Here’s an update on the farm.  I’m researching and learning about aeroponics and will begin construction on my first prototype of an aeroponic unit this weekend.  It’s gonna be a lot of work, a lot of trial and error, and a lot of learning, but it will also be an amazing opportunity to move forward on the farm.  Pre-constructed units cost thousands of dollars, and we simply don’t have that kind of money starting out.  Therefore, I get to relive the Erector Set days of my childhood and build my own concoction.

I’m not sure I can put into words how excited I am about rolling up my sleeves and building something.  Once upon a time, I thought I was going to be a design engineer, and I spent many years in drafting and industrial arts to learn the basics.  Then, I realized that my math skills were not strong enough to be an engineer, and I gravitated to writing as an outlet for my creative drive.  When I started clearing the land last spring, I reconnected with that part of myself, and now I’m chomping at the bit, so to speak, to get on this project.  I’ll probably even stop at Home Depot on the way home to window shop.

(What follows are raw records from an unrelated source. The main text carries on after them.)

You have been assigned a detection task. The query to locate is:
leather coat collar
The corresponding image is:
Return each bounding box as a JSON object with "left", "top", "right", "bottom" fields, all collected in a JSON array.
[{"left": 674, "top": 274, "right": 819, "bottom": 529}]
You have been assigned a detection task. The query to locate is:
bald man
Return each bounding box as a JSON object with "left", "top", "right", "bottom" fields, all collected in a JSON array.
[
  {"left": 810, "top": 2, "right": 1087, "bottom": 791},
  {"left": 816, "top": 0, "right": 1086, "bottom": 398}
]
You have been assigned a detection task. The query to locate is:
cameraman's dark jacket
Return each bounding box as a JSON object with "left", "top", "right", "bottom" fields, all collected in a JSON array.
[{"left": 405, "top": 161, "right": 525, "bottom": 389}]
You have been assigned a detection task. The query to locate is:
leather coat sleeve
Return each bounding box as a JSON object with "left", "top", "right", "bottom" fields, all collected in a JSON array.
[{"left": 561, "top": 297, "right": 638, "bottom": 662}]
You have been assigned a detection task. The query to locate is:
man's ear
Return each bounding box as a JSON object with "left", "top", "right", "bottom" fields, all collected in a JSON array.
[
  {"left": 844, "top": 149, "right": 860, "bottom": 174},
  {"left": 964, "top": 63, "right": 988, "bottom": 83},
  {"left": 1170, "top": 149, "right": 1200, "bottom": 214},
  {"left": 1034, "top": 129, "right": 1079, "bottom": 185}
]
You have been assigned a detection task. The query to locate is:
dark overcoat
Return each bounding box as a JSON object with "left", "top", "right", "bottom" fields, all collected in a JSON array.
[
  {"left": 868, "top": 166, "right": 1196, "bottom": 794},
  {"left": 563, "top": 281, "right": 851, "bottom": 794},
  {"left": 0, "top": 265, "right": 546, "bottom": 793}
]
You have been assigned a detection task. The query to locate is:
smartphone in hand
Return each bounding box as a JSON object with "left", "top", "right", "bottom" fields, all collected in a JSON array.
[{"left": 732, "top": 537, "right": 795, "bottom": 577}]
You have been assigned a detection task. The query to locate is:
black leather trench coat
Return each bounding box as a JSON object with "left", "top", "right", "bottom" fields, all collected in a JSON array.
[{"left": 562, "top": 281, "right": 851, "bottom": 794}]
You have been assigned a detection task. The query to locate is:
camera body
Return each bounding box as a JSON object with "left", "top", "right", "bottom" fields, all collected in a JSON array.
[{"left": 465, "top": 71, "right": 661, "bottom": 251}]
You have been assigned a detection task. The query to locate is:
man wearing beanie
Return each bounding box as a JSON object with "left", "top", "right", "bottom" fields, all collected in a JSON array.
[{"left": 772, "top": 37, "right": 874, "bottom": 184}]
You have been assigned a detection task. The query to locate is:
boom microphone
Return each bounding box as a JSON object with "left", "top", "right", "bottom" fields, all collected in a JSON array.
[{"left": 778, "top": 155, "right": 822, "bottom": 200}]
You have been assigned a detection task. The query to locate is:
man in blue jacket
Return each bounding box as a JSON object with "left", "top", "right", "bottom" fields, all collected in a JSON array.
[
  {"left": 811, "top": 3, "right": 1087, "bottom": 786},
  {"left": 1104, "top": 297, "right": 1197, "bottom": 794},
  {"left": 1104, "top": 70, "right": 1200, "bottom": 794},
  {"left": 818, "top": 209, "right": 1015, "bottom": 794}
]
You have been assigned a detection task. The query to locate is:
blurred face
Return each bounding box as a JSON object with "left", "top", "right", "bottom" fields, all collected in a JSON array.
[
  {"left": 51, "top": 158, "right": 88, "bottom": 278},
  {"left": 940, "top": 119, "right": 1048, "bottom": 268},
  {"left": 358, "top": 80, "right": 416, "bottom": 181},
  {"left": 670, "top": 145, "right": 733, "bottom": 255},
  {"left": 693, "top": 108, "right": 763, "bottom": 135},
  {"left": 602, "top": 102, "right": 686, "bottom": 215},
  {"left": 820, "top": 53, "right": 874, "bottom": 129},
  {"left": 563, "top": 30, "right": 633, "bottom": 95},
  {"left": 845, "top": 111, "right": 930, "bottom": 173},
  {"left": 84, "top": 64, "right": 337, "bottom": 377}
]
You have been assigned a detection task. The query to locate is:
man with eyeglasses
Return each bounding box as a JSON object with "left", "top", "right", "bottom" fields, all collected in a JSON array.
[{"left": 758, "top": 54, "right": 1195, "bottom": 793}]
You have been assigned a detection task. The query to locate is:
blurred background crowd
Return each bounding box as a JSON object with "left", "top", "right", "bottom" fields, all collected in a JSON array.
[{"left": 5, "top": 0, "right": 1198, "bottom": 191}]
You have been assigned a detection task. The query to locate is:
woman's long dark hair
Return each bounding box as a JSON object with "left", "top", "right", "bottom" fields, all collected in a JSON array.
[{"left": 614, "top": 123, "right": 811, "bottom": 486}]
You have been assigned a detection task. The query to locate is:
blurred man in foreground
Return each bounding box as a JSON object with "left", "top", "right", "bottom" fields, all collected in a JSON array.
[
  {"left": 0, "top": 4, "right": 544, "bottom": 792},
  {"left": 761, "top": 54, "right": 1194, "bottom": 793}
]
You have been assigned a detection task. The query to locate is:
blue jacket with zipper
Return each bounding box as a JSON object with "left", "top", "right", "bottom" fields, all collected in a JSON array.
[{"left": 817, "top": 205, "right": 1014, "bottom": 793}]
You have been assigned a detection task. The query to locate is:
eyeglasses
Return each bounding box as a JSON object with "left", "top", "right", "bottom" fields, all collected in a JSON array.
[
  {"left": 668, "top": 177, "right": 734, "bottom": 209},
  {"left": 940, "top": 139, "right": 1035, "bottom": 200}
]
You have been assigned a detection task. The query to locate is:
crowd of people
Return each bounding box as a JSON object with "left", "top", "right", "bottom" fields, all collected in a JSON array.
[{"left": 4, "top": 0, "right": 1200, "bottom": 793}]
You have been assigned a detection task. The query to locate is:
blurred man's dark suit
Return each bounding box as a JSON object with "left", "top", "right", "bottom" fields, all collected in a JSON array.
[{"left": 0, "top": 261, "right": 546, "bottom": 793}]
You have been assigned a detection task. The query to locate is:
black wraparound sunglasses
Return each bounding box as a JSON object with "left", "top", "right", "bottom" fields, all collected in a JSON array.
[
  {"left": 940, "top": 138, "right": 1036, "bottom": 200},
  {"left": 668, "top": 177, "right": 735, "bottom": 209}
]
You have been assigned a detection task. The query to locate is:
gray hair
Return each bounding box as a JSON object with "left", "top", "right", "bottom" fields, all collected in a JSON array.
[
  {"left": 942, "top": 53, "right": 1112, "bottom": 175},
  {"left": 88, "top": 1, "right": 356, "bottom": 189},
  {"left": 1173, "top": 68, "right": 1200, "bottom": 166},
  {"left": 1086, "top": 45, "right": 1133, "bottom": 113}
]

On a more specific note, we’re setting ourselves a tangible goal of nineteen months for having the farm fully operational.  It will take a tremendous amount of work to get there, but I’m so desperate for a change in my career that I’m willing to put in the time to make it happen.  Nineteen months means three more full semesters and one more summer session of teaching.  Then, hopefully, I can retire from education and focus on the farm and my books.  When that day arrives, I will be one of the happiest people on the planet, in addition to already being the luckiest.